5. Il résulte de ces stipulations qu’il appartient à l’autorité administrative, lorsqu’elle envisage de refuser la délivrance d’un titre de séjour à un ressortissant algérien qui en fait la demande au titre des stipulations du 7 de l’article 6 de l’accord franco-algérien, de vérifier que cette décision ne peut avoir de conséquences d’une exceptionnelle gravité sur l’état de santé de l’intéressé et en particulier d’apprécier, sous le contrôle du juge de l’excès de pouvoir, la nature et la gravité des risques qu’entraînerait un défaut de prise en charge médicale dans le pays dont l’étranger est originaire. Lorsque le défaut de prise en charge médicale risque d’avoir des conséquences d’une exceptionnelle gravité sur la santé de l’intéressé, l’autorité administrative ne peut légalement refuser le titre de séjour sollicité que s’il existe des possibilités effectives de traitement approprié de l’affection en cause dans son pays d’origine. Si de telles possibilités existent mais que l’intéressé fait valoir qu’il ne peut en bénéficier, soit parce qu’elles ne sont pas accessibles à la généralité de la population, eu égard notamment aux coûts du traitement ou à l’absence de modes de prise en charge adaptés, soit parce qu’en dépit de leur accessibilité, des circonstances exceptionnelles tirées des particularités de sa situation personnelle l’empêcheraient d’y accéder effectivement, il appartient à cette même autorité, au vu de l’ensemble des informations dont elle dispose, d’apprécier s’il peut ou non bénéficier effectivement d’un traitement approprié dans son pays d’origine.
6. En outre, sous réserve des cas où la loi attribue la charge de la preuve à l’une des parties, il appartient au juge administratif, au vu des pièces du dossier, et compte-tenu, le cas échéant, de l’abstention d’une des parties à produire les éléments qu’elle est seule en mesure d’apporter et qui ne sauraient être réclamés qu’à elle-même, d’apprécier si l’état de santé d’un étranger nécessite une prise en charge médicale dont le défaut pourrait entraîner pour lui des conséquences d’une exceptionnelle gravité, sous réserve de l’absence d’un traitement approprié dans le pays de renvoi. La partie qui justifie d’un avis du collège de médecins du service médical de l’OFII qui lui est favorable doit être regardée comme apportant des éléments de fait susceptibles de faire présumer l’existence ou l’absence d’un état de santé de nature à justifier la délivrance ou le refus d’un titre de séjour. Dans ce cas, il appartient à l’autre partie, dans le respect des règles relatives au secret médical, de produire tous éléments permettant d’apprécier l’état de santé de l’étranger et, le cas échéant, l’accès effectif ou non à un traitement approprié dans le pays de renvoi. La conviction du juge, à qui il revient d’apprécier si l’état de santé d’un étranger justifie la délivrance d’un titre de séjour dans les conditions ci-dessus rappelées, se détermine au vu de ces échanges contradictoires.

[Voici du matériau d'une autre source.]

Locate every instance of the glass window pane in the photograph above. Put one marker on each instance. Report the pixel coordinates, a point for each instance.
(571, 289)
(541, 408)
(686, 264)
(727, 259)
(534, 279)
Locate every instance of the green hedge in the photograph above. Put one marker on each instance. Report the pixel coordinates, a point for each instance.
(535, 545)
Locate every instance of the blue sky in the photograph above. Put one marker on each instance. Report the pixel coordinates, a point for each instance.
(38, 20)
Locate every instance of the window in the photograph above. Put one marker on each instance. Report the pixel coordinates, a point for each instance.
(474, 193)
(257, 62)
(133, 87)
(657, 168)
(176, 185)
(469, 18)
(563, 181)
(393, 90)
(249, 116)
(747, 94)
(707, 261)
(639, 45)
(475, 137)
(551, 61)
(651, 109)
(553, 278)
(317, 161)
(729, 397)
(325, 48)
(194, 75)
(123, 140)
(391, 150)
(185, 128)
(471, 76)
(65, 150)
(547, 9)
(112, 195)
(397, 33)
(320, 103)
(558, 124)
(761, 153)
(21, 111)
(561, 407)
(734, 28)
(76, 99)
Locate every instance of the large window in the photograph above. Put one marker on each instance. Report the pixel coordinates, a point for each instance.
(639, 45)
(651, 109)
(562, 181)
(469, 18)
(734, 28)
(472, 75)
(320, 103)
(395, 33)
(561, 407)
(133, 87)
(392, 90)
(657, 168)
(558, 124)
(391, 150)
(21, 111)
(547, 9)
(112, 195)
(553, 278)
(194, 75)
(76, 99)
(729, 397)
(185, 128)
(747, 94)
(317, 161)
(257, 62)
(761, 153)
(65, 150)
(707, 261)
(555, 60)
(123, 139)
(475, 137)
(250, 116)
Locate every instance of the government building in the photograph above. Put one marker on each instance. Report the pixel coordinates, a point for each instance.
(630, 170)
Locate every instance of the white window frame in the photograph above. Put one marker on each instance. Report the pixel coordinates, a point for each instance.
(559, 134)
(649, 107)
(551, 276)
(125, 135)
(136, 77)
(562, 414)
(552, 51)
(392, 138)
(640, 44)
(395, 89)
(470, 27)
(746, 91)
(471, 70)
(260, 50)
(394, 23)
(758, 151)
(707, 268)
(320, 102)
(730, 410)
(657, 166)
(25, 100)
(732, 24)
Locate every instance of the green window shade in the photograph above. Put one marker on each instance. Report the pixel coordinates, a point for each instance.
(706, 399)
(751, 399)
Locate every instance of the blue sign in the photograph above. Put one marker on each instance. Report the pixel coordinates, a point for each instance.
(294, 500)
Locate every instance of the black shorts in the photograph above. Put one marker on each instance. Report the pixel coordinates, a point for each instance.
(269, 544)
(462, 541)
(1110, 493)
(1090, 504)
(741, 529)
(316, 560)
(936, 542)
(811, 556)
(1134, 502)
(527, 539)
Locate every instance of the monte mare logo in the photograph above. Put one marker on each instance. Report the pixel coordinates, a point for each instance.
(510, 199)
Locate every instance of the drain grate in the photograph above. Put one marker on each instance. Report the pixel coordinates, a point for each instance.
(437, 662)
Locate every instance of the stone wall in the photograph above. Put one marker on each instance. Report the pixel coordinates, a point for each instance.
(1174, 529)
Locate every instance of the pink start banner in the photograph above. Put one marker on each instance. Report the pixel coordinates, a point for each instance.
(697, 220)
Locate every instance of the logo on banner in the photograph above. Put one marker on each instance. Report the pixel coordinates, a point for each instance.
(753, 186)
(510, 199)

7. Par un avis du 24 juin 2021, le collège des médecins de l’OFII a estimé que si l’état de santé de M. B nécessitait une prise en charge médicale dont le défaut pourrait entrainer des conséquences d’une exceptionnelle gravité, celui-ci pouvait effectivement bénéficier d’un traitement approprié, eu égard à l’offre de soins et aux caractéristiques du système de santé dans son pays d’origine et qu’il pouvait voyager sans risque. Les pièces médicales produites par
M. B attestent pour l’essentiel des pathologies dont il indique souffrir, à savoir d’apnée du sommeil sévère nécessitant un appareillage, de narcolepsie de type I traitée par ritaline, de diabète, d’hypertension artérielle, de dyslipidémies, de dyspnée, d’œdèmes des deux membres inférieurs et derétinopathie diabétique avec hémorragie du vitré à l’œil droit et perte de son œil gauche par glaucome néovasculaire absolu. Elles attestent également de son suivi médical en France. Il ressort de ces mêmes pièces que M. B est traité par insuline depuis 1993 pour son diabète, soit antérieurement à son arrivée en France et que la suppression de son traitement au modiodal, dont la prise est corrélée à l’apparition des œdèmes des membres inférieurs, est proposée par l’un de ses médecins. Seulement deux d’entre elles font état, dans des termes identiques, de l’absence de ritaline et d’appareil de ventilation à pression positive en Algérie et une se borne à reprendre les termes de M. B selon lequel le modiodal n’y est pas disponible. Enfin, M. B n’établit pas que les traitements dont il a besoin seraient inaccessibles en Algérie dans sa situation. En défense, le préfet fait valoir que l’Algérie a autorisé la mise sur le marché de la ritaline et qu’il existe un laboratoire spécialisé dans le sommeil en Algérie, à Béni Messous, ainsi que des établissements hospitaliers spécialisés (EHS) à l’instar de celui de Salim Zmirli.
8. Eu égard à l’ensemble de ces éléments, les pièces produites par M. B ne sont pas de nature à remettre en cause l’avis du collège des médecins de l’OFII. Par suite, le moyen tiré de l’erreur manifeste d’appréciation doit être écarté.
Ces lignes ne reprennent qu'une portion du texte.